Like all offerings of Engineering 100, Microprocessors and Toys: An Introduction to Computing Systems is designed to attract both budding engineers and curious students from a variety of other disciplines. “The goal of the course,” Chen explains, “is to give students experience with the complete lifecycle of a substantial engineering project, and that includes looking at the market, proposing a design that fits that need, implementing the proposed design, and presenting the project.”
Since group work is an important part of engineering, students are divided into groups of four. Each group is given a printed DE2 circuit board (donated by Altera). The course is co-taught with a technical communications instructor who aids the students in documentation and helps them prepare for product presentations. Assisted by pertinent lectures and given plenty of lab time, students configure their boards using CAD software and eventually build a working synthesizer of their unique design. Former student John Dydo recalls, “working in the group turned out to be great. It’s an experience when you have to deal with people who have different styles. It’s important to let people focus on their strengths.”

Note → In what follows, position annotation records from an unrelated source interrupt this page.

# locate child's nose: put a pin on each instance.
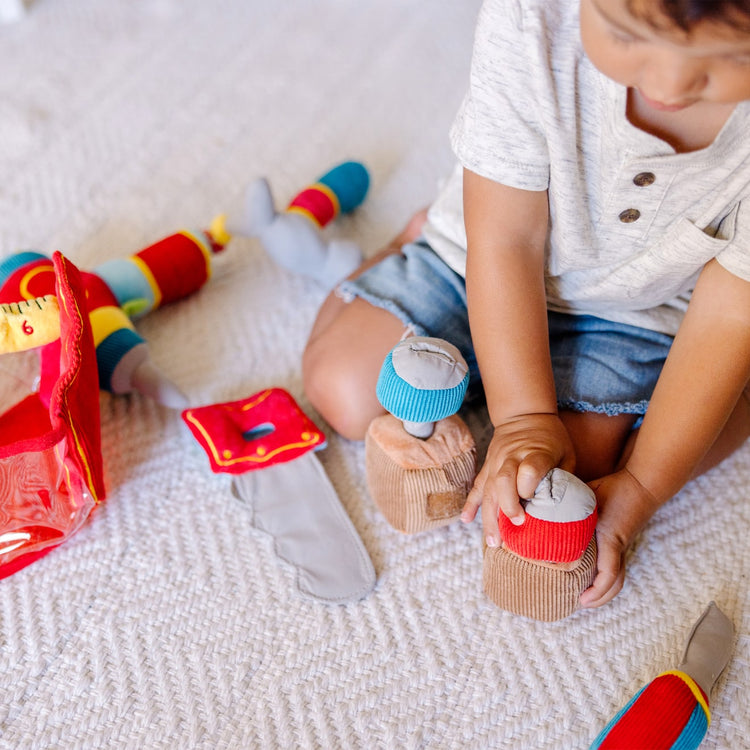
(674, 81)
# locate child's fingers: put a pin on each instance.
(473, 500)
(500, 495)
(531, 471)
(609, 578)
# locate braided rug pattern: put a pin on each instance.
(167, 621)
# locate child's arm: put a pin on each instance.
(704, 376)
(506, 232)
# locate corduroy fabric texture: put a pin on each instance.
(419, 484)
(550, 541)
(681, 724)
(542, 591)
(417, 404)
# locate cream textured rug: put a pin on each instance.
(167, 621)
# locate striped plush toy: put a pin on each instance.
(117, 291)
(292, 237)
(671, 712)
(123, 289)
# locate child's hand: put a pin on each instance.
(522, 450)
(625, 507)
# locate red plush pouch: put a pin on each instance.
(50, 446)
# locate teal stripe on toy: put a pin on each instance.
(128, 284)
(110, 352)
(10, 265)
(350, 182)
(413, 404)
(694, 732)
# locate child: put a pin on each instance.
(605, 262)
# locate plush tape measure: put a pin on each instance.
(29, 323)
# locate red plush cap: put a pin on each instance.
(550, 541)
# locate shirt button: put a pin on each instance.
(629, 215)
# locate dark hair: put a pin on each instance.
(687, 13)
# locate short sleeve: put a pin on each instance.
(736, 256)
(497, 132)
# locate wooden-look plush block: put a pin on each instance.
(532, 588)
(419, 484)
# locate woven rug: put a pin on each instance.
(168, 621)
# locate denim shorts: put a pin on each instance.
(599, 366)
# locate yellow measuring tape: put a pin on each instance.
(29, 323)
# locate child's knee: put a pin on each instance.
(338, 390)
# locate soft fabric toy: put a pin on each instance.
(292, 237)
(117, 291)
(267, 442)
(420, 460)
(543, 566)
(50, 451)
(671, 712)
(177, 266)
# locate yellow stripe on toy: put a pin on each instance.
(28, 324)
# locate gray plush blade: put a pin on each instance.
(296, 504)
(708, 648)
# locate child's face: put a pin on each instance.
(636, 46)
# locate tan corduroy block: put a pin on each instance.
(542, 591)
(419, 484)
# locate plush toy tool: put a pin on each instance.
(671, 712)
(420, 458)
(117, 291)
(267, 442)
(292, 237)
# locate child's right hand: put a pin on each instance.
(522, 450)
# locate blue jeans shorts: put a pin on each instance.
(599, 366)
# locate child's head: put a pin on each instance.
(675, 52)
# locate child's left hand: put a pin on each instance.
(625, 507)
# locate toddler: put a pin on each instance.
(590, 257)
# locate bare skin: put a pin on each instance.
(682, 87)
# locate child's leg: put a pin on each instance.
(736, 431)
(346, 349)
(598, 440)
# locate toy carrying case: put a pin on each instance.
(50, 447)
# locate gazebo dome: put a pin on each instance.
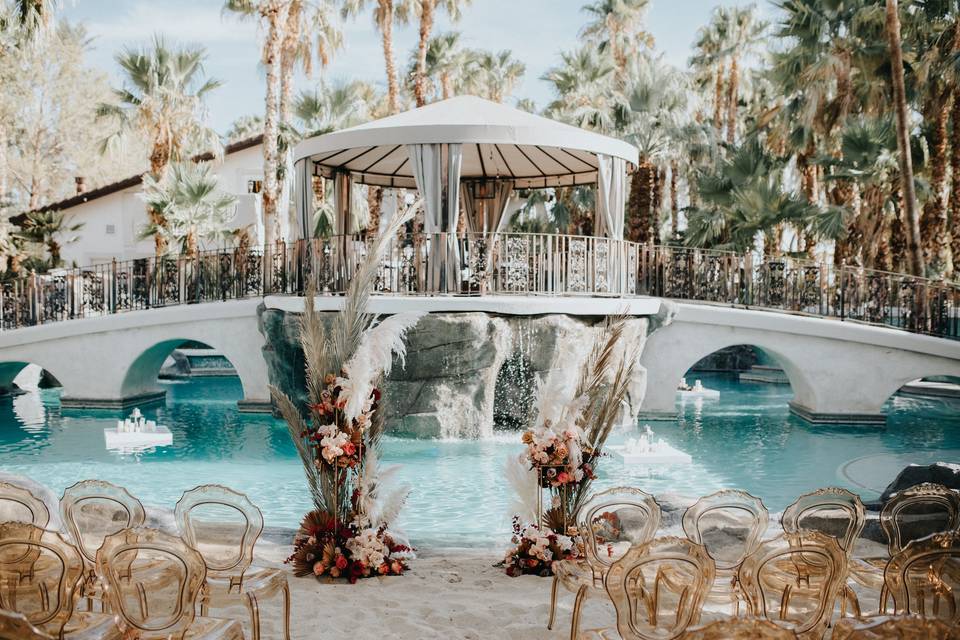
(497, 142)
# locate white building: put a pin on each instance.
(113, 216)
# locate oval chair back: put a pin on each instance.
(924, 577)
(612, 521)
(658, 588)
(18, 504)
(794, 579)
(832, 511)
(55, 569)
(152, 581)
(92, 510)
(713, 519)
(917, 512)
(204, 516)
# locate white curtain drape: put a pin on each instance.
(343, 203)
(438, 183)
(303, 176)
(611, 196)
(609, 222)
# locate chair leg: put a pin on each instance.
(577, 604)
(286, 610)
(553, 603)
(254, 615)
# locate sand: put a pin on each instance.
(449, 593)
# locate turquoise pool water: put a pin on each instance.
(747, 439)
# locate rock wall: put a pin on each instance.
(465, 373)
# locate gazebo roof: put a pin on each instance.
(498, 142)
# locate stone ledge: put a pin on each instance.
(815, 417)
(154, 397)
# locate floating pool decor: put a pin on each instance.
(646, 450)
(136, 433)
(696, 391)
(346, 535)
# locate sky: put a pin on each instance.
(535, 30)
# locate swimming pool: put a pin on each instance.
(747, 440)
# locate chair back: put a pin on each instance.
(223, 525)
(740, 629)
(832, 511)
(153, 580)
(893, 628)
(924, 578)
(729, 523)
(917, 512)
(658, 588)
(40, 573)
(612, 521)
(15, 626)
(17, 504)
(94, 509)
(793, 580)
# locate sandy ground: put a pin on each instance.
(449, 593)
(453, 593)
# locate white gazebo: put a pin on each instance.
(466, 152)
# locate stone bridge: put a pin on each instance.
(839, 371)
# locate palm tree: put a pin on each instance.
(616, 26)
(427, 9)
(194, 207)
(496, 74)
(385, 14)
(49, 228)
(272, 13)
(162, 99)
(744, 31)
(912, 220)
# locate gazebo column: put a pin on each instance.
(436, 170)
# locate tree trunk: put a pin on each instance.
(733, 88)
(912, 221)
(640, 202)
(674, 205)
(426, 24)
(718, 105)
(271, 186)
(386, 28)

The key to Chen’s success? “I just spend a lot of time hanging out with them in the lab because it’s fun to be with the students and see what they’re doing. They enjoy it—they like getting the help. It also gives me a chance to be on the ground level with them, and see how they’re working together.”
Junior Ben Kempke, who went on to serve as an Instructional Assistant in two subsequent semesters of ENG 100, testifies to Chen’s dedication to teaching: “Prof. Chen wanted to get a personal knowledge of every student in the class. He memorizes everybody’s names the first day.”
Students in the class come away with an overview of at least three EECS courses and a smattering of a fourth. Most importantly, the course builds confidence and encourages further study. As Chen puts it, a student having completed Microprocessors and Toys has learned enough to appreciate the study of computer engineering - both how complicated it can seem, and how understandable it can be.